He was heading straight for those gates, and the pantechnicon evidently had business within. It jolted over the iron guard of the weighing-machine, and this jolt deflected it, so that instead of aiming at the gates it aimed for part of a gate and part of a brick pillar. Denry ground his teeth together and clung to his seat. The gate might have been paper, and the brick pillar a cardboard pillar. The pantechnicon went through them as a sword will go through a ghost, and Denry was still alive. The remainder of the journey was brief and violent, owing partly to a number of bags of cement, and partly to the propinquity of the canal basin. The pantechnicon jumped into the canal like a mastodon, and drank.
Denry, clinging to the woodwork, was submerged for a moment, but, by standing on the narrow platform from which sprouted the splintered ends of the shafts, he could get his waist clear of the water. He was not a swimmer.
All was still and dark, save for the faint stream of starlight on the broad bosom of the canal basin. The pantechnicon had encountered nobody whatever en route. Of its strange escapade Denry had been the sole witness.
“Well, I’m dashed!” he murmured aloud.
And a voice replied from the belly of the pantechnicon:
“Who is there?”
All Denry’s body shook.
“It’s me!” said he.
“Not Mr Machin?” said the voice.
“Yes,” said he. “I jumped on as it came down the street—and here we are!”
“Oh!” cried the voice. “I do wish you could get round to me.”
Ruth Earp’s voice.
He saw the truth in a moment of piercing insight. Ruth had been playing with him! She had performed a comedy for him in two acts. She had meant to do what is called in the Five Towns “a moonlight flit.” The pantechnicon (doubtless from Birmingham, where her father was) had been brought to her door late in the evening, and was to have been filled and taken away during the night. The horses had been stabled, probably in Ruth’s own yard, and while the carmen were reposing the pantechnicon had got off, Ruth in it. She had no money locked in her unlockable desk. Her reason for not having paid the precious Mr Herbert Calvert was not the reason which she had advanced.
His first staggered thought was:
“She’s got a nerve! No mistake!”
Her duplicity, her wickedness, did not shock him. He admired her tremendous and audacious enterprise; it appealed strongly to every cell in his brain. He felt that she and he were kindred spirits.

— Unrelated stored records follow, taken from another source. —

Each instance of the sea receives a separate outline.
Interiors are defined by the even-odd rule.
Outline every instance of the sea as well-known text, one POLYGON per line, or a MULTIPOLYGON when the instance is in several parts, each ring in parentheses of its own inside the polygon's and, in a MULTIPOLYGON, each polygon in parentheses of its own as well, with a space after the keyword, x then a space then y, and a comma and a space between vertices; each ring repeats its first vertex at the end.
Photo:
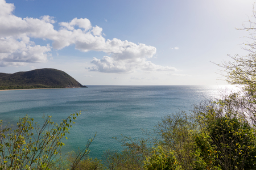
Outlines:
POLYGON ((204 100, 218 97, 230 86, 88 86, 88 88, 0 91, 0 120, 16 125, 27 114, 39 124, 44 115, 60 124, 81 111, 67 137, 63 152, 82 149, 101 159, 107 150, 120 150, 121 135, 146 137, 162 118, 181 110, 188 114, 204 100))

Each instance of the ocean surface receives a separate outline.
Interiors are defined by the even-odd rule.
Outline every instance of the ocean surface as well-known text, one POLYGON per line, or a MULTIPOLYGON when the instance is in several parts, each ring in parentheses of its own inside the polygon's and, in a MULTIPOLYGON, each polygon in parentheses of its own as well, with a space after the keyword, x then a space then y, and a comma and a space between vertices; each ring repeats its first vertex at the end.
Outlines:
MULTIPOLYGON (((230 86, 231 87, 231 86, 230 86)), ((88 88, 0 91, 0 120, 15 125, 27 114, 42 124, 52 116, 60 123, 71 113, 82 110, 70 130, 63 152, 82 148, 94 137, 90 156, 101 158, 121 143, 113 137, 144 137, 162 118, 218 95, 221 86, 89 86, 88 88)))

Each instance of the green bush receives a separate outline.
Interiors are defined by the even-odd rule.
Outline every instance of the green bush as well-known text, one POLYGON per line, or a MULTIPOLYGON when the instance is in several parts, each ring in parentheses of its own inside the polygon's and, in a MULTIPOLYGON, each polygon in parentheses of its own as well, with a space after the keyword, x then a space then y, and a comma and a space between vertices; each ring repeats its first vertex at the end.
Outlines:
MULTIPOLYGON (((61 139, 80 114, 71 114, 60 125, 52 121, 51 116, 44 117, 42 126, 27 116, 16 126, 3 126, 0 121, 0 169, 49 169, 65 145, 61 139)), ((71 169, 88 154, 93 139, 72 163, 71 169)))

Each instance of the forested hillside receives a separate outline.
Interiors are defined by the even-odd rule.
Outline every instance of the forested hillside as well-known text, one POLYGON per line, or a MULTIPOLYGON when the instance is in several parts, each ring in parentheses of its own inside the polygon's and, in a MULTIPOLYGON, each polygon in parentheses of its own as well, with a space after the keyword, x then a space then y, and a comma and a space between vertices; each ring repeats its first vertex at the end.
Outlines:
POLYGON ((53 69, 14 74, 0 73, 0 90, 86 87, 66 73, 53 69))

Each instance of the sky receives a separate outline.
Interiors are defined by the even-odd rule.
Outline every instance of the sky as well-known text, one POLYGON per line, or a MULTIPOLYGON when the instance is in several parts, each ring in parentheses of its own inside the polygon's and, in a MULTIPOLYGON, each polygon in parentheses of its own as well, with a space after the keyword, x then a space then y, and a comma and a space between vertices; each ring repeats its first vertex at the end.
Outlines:
POLYGON ((53 68, 83 85, 221 85, 246 55, 251 0, 0 0, 0 73, 53 68))

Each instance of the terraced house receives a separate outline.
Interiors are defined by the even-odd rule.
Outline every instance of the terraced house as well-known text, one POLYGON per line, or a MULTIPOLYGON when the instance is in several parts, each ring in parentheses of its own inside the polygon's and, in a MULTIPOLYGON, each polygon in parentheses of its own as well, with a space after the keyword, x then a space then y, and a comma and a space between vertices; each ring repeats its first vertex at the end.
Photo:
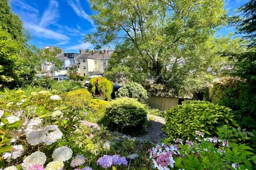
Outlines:
POLYGON ((80 54, 75 58, 78 73, 81 75, 104 74, 113 52, 105 49, 103 53, 93 51, 85 53, 80 49, 80 54))

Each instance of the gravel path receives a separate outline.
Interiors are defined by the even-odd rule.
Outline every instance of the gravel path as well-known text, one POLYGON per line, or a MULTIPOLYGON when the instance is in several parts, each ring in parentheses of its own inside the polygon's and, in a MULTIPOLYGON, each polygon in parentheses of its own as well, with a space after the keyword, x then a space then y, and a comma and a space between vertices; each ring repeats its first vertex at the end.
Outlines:
MULTIPOLYGON (((140 141, 149 140, 151 143, 160 144, 162 143, 162 140, 166 137, 166 134, 162 129, 165 124, 165 121, 163 117, 157 116, 148 115, 147 117, 149 121, 146 133, 143 135, 134 138, 131 138, 130 135, 128 135, 126 136, 127 138, 128 139, 135 139, 140 141)), ((99 125, 96 123, 93 123, 86 121, 82 121, 81 123, 87 127, 98 130, 100 129, 99 125)))
POLYGON ((141 140, 149 140, 151 143, 161 143, 162 140, 167 137, 162 129, 165 124, 165 121, 162 117, 151 115, 148 115, 148 120, 150 121, 146 133, 137 138, 141 140), (154 120, 152 120, 153 118, 154 120))

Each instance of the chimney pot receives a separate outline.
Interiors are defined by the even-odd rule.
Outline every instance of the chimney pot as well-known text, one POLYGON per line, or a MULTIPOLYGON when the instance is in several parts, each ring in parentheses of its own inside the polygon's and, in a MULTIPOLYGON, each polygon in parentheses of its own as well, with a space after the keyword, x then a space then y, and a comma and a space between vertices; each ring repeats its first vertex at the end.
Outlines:
POLYGON ((84 53, 84 51, 83 49, 79 49, 79 53, 80 53, 80 54, 83 54, 84 53))

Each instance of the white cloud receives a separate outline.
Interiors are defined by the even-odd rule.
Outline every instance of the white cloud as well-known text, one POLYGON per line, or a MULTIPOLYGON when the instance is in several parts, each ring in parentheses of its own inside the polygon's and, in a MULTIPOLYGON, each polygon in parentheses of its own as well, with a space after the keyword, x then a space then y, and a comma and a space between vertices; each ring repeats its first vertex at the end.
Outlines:
POLYGON ((45 28, 29 23, 24 23, 25 27, 29 31, 32 32, 33 35, 40 37, 53 39, 56 41, 68 41, 69 37, 45 28))
POLYGON ((65 48, 66 50, 72 50, 72 49, 88 49, 92 48, 92 44, 90 44, 89 42, 83 42, 80 44, 67 47, 65 48))
POLYGON ((37 9, 27 4, 22 0, 12 0, 11 1, 11 3, 17 6, 20 7, 27 11, 31 11, 37 14, 39 13, 39 11, 37 9))
POLYGON ((79 0, 68 0, 67 2, 68 4, 71 6, 78 16, 87 20, 91 22, 92 24, 93 24, 92 19, 90 17, 90 15, 88 15, 83 9, 79 0))
POLYGON ((56 22, 59 17, 59 4, 55 0, 51 0, 50 4, 47 9, 44 11, 43 16, 41 18, 39 25, 43 27, 47 27, 56 22))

He tried to clamber round the side of the van so as to get to the doors at the back, but a pantechnicon has a wheel-base which forbids leaping from wheel to wheel, especially, when the wheels are under water. Hence he was obliged to climb on to the roof, and so slide down on to the top of one of the doors, which was swinging loose. The feat was not simple. At last he felt the floor of the van under half a yard of water.